Proses peninjauan FDA yang ketat dianggap sebagai gold standar global. Sehingga mendapat lampu hijau dari badan tersebut juga dapat meningkatkan kepercayaan di negara-negara yang telah menyuntikkan vaksin COVID-19, bahkan meningkatkan minat orang-orang yang menganggap vaksin AstraZeneca kurang diminati daripada vaksin COVID-19 lainnya karena tingkat kemanjuran keseluruhan yang lebih rendah dalam uji klinis sebelumnya.
Hasil baru ini pula membantu pemulihan kepercayaan terhadap keamanan vaksin yang dihadapi Eropa. Regulator kesehatan disana segera memulai tinjauan keamanan setelah sejumlah kecil orang yang baru-baru ini diinokulasi mengalami pembekuan darah dan pendarahan abnormal.
Sebagian besar negara sekarang kembali mulai menggunakan vaksin COVID-19, dengan pembatasan dan label peringatan baru, setelah regulator obat Uni Eropa mengatakan bahwa vaksin itu aman.
"Vaksin tersebut bekerja dengan baik pada seluruh etnis dan kelompok umur," menurut pernyataan AstraZeneca. Vaksin itu 80 persen manjur di sekitar 6.000 peserta uji coba yang berusia di atas 65 tahun (temuan yang kemungkinan besar meredam kekhawatiran tentang data uji klinis yang tidak memadai tentang seberapa baik vaksin bekerja pada orang tua.

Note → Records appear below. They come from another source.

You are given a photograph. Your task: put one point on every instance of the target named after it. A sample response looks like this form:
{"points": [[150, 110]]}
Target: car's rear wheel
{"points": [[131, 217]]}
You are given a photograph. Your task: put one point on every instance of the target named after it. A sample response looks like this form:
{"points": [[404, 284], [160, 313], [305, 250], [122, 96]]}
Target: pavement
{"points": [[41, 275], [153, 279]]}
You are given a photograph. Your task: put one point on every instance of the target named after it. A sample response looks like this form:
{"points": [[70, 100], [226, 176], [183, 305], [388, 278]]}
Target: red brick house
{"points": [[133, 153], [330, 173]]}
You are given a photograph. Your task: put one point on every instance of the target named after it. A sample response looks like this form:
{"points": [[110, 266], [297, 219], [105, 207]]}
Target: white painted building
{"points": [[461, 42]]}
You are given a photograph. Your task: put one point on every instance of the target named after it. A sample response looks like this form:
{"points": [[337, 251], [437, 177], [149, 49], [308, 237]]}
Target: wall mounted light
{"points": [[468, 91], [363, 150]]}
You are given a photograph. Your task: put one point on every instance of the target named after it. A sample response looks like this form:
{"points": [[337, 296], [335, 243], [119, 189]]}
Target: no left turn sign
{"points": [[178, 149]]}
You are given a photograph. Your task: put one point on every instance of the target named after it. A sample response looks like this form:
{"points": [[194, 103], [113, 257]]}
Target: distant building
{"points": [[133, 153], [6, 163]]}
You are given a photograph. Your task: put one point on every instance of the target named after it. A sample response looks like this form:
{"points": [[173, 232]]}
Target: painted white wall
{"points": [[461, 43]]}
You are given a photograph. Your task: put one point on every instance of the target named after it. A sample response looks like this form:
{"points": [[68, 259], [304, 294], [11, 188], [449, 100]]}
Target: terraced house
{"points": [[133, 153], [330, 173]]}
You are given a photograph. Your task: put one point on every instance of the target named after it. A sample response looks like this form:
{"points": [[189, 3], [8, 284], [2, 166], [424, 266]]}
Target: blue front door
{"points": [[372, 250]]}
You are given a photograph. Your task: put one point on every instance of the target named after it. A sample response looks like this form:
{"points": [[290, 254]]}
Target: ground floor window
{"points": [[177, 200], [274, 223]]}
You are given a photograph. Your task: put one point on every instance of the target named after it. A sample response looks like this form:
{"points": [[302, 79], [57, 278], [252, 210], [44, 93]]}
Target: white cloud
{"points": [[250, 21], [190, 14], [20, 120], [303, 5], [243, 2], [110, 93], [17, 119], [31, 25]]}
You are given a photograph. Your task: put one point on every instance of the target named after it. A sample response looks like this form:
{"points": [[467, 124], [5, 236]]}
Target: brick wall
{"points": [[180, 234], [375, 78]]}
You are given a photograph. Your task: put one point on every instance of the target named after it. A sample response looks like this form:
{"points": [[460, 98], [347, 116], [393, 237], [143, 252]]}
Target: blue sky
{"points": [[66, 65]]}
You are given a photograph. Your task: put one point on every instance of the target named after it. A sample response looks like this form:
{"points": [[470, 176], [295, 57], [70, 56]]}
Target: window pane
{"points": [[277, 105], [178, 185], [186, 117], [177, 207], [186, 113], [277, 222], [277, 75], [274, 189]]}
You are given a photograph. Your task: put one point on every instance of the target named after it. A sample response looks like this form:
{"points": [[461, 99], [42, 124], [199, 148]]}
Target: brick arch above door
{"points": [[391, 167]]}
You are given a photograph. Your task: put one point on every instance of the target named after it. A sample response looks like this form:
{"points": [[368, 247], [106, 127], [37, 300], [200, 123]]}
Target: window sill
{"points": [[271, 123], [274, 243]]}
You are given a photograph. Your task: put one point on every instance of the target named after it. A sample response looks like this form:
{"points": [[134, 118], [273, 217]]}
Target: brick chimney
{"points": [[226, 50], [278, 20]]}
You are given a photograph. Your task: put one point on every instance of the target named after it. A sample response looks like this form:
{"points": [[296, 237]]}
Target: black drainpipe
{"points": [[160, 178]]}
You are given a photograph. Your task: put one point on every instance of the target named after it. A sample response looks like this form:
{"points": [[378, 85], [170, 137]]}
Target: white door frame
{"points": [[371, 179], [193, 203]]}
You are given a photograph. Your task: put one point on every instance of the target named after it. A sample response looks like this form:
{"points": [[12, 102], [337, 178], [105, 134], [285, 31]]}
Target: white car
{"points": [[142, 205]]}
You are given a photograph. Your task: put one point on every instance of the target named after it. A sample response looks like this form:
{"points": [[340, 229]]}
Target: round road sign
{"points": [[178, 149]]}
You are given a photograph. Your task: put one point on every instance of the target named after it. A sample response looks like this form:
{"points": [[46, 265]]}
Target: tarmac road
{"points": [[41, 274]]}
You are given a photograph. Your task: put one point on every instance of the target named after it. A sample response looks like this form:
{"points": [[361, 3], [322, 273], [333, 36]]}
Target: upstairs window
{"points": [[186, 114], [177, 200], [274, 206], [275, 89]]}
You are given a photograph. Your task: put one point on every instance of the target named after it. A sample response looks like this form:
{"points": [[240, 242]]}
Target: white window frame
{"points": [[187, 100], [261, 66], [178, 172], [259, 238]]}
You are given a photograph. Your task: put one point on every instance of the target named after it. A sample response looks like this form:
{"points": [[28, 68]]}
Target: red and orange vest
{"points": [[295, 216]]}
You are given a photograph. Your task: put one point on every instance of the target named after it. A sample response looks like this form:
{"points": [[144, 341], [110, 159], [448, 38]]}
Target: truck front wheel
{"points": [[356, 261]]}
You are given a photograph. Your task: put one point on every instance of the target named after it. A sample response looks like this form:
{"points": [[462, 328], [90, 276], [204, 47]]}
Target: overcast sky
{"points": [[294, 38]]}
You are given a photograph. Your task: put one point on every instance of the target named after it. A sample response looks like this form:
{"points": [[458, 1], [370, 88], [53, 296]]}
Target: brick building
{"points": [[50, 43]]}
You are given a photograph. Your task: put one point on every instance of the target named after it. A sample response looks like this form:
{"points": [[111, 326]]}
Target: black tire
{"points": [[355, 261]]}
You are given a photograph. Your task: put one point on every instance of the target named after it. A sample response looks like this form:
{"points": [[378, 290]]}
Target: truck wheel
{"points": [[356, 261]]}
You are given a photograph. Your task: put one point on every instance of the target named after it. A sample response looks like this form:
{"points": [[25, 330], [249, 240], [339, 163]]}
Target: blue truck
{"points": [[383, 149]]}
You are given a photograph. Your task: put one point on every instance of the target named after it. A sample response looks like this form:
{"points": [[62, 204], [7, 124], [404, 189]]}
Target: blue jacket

Hasil baru ini menempatkan vaksin COVID-19 AstraZeneca sejajar dengan vaksin terkemuka lainnya. Adapun keunggulan vaksin COVID-19 dari Pfizer dan Moderna, yaitu dalam mengandalkan teknologi messenger RNA dan harus disimpan pada suhu yang sangat dingin. Keduanya secara keseluruhan 95% efektif dalam mencegah infeksi gejala COVID-19. Lalu vaksin COVID-19 sekali suntik dari Johnson & Johnson memiliki tingkat kemanjuran keseluruhan 72 persen pada peserta uji coba di Amerika Serikat. Sementara vaksin COVID-19 AstraZeneca dapat disimpan hingga enam bulan jika disimpan dalam lemari es dengan menggunakan pendekatan yang sama seperti Johnson & Johnson.